First Published 20 November 2009, Last Updated 23 November 2009

Agatha Christie’s A Daughter’s A Daughter is to receive its West End premiere in December, 55 years after it first opened in Bath. Jenny Seagrove will lead the production, which runs at the Trafalgar Studio 1 from 14 December to 9 January.

Written under the pseudonym of Mary Westmacott, A Daughter’s A Daughter is a more personal play than Christie’s other work, exploring the relationships within a dysfunctional family. Sarah, returning from the Second World War, convinces her mother Ann to ditch her fiancé and live life to the hilt. In an effort to please Ann, though, Sarah feels the need to marry the cad with whom she has become involved. Resentment and jealousy rage as the relationship between mother and daughter is corroded.

Seagrove is joined in the cast by Honeysuckle Weeks, Tracey Childs, Simon Dutton and Ann Wenn.

Seagrove’s last London outing came in 2008, when she appeared in Alan Ayckbourn’s Absurd Person Singular. Her previous stage work in the capital has included The Letter, The Night Of The Iguana, The Secret Rapture and The Constant Wife. Her film roles include Zoe and A Shocking Accident, while on television she has appeared in Judge John Deed.

Weeks, who makes her West End debut in A Daughter’s A Daughter, is best known for her long-running role as Samantha Stewart in Second World War-set TV detective drama Foyle’s War. Acting professionally since the age of 12, the 30-year-old actress has screen credits including The Strawberry Tree, The Orchard Walls and The Rag Nymph.

Childs is also a familiar television face, having appeared in series including Born And Bred, Howard’s Way, Sense And Sensibility and The Prime Of Miss Jean Brodie.
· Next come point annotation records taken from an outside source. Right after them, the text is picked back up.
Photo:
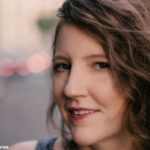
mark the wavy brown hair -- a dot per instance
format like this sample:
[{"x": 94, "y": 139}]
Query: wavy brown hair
[{"x": 123, "y": 29}]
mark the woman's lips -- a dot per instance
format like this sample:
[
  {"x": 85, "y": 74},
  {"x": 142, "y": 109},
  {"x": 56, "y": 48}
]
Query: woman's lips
[{"x": 81, "y": 113}]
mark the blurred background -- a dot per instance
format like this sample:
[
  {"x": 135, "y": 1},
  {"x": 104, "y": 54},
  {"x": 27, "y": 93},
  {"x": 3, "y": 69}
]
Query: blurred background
[{"x": 26, "y": 27}]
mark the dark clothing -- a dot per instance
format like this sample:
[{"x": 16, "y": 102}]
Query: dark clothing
[{"x": 45, "y": 145}]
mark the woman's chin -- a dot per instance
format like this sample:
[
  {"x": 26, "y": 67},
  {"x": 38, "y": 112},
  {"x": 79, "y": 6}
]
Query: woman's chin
[{"x": 83, "y": 138}]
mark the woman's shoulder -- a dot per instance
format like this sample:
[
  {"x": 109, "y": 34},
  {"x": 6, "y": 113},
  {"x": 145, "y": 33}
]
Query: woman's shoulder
[
  {"x": 54, "y": 143},
  {"x": 27, "y": 145}
]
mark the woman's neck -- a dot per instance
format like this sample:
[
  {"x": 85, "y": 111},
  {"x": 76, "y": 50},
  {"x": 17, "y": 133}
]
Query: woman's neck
[{"x": 120, "y": 142}]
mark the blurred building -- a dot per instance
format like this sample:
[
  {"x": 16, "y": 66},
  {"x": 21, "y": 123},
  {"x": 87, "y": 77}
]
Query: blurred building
[{"x": 19, "y": 32}]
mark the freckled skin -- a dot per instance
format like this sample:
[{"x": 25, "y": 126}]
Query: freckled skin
[{"x": 83, "y": 81}]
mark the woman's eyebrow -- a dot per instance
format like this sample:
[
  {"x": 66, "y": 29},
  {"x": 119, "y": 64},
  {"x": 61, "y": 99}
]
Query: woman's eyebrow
[
  {"x": 59, "y": 57},
  {"x": 95, "y": 56}
]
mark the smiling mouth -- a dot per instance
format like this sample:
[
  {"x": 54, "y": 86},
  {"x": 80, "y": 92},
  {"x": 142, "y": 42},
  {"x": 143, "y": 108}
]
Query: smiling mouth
[{"x": 78, "y": 114}]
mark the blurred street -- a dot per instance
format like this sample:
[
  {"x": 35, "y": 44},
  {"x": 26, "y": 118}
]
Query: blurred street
[{"x": 23, "y": 104}]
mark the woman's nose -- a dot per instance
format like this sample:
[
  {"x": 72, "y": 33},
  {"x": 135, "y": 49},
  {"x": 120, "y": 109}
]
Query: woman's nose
[{"x": 76, "y": 84}]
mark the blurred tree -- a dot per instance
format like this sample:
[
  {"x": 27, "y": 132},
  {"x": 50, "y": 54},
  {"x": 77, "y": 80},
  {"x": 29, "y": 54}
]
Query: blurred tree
[{"x": 46, "y": 24}]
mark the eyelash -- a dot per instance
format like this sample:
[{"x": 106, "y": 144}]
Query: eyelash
[
  {"x": 60, "y": 67},
  {"x": 101, "y": 65}
]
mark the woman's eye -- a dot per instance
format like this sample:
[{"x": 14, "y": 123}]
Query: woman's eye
[
  {"x": 59, "y": 67},
  {"x": 102, "y": 65}
]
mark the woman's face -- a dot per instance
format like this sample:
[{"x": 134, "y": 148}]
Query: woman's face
[{"x": 90, "y": 103}]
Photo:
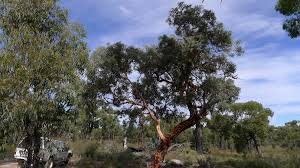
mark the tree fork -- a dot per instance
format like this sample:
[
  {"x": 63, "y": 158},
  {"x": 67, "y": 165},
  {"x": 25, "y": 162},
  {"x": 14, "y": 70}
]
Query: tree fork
[{"x": 162, "y": 150}]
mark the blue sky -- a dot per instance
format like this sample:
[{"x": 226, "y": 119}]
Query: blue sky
[{"x": 268, "y": 71}]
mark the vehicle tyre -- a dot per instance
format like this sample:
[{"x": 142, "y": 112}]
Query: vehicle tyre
[
  {"x": 49, "y": 163},
  {"x": 21, "y": 164}
]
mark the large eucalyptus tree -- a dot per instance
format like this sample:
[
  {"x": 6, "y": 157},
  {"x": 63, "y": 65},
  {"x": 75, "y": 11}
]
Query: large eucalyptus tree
[
  {"x": 189, "y": 73},
  {"x": 41, "y": 55}
]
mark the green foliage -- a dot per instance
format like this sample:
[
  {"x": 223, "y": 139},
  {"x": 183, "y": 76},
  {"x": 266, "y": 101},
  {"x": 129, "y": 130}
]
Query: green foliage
[
  {"x": 41, "y": 55},
  {"x": 189, "y": 71},
  {"x": 291, "y": 9},
  {"x": 252, "y": 124}
]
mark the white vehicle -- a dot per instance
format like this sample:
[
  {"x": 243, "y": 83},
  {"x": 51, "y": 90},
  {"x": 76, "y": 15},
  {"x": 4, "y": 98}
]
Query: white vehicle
[{"x": 52, "y": 152}]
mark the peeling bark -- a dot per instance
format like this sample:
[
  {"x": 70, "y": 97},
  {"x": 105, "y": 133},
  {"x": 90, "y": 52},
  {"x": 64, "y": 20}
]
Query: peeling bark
[
  {"x": 162, "y": 150},
  {"x": 199, "y": 138}
]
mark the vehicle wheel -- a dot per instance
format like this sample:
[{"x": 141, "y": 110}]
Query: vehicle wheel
[
  {"x": 49, "y": 163},
  {"x": 21, "y": 164}
]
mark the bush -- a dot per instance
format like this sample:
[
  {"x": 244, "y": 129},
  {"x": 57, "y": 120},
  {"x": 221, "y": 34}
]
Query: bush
[{"x": 91, "y": 150}]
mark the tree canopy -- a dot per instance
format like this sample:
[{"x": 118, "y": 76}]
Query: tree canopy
[
  {"x": 41, "y": 57},
  {"x": 188, "y": 71},
  {"x": 290, "y": 9}
]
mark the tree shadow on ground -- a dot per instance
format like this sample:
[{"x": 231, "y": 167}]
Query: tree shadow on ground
[{"x": 112, "y": 160}]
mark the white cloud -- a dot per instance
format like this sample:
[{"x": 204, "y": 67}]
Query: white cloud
[
  {"x": 124, "y": 10},
  {"x": 268, "y": 58}
]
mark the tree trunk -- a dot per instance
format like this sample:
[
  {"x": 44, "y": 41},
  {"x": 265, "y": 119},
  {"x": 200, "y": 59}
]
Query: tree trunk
[
  {"x": 29, "y": 161},
  {"x": 160, "y": 154},
  {"x": 199, "y": 138},
  {"x": 167, "y": 139},
  {"x": 36, "y": 148},
  {"x": 257, "y": 147}
]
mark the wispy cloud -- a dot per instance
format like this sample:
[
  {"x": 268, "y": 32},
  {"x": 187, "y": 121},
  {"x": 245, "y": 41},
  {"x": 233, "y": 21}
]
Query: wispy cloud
[{"x": 269, "y": 70}]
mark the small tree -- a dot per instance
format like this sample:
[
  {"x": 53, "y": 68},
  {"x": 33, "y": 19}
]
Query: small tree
[
  {"x": 41, "y": 55},
  {"x": 251, "y": 125},
  {"x": 189, "y": 72},
  {"x": 291, "y": 9}
]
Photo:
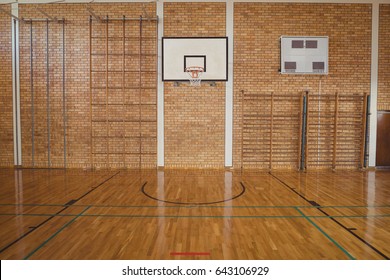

She appeared at the smaller Trafalgar Studio 2 earlier this year, starring opposite Matthew Kelly in Who’s Afraid Of Virginia Woolf?

The limited run of A Daughter’s A Daughter, which is directed by Roy Marsden, fills the period at the Trafalgar Studio 1 between the Lenny Henry-led production of Othello, which closes on 10 December, and the Liverpool Everyman and Playhouse production of Harold Pinter’s The Caretaker, which stars Jonathan Pryce and begins its London run on 12 January.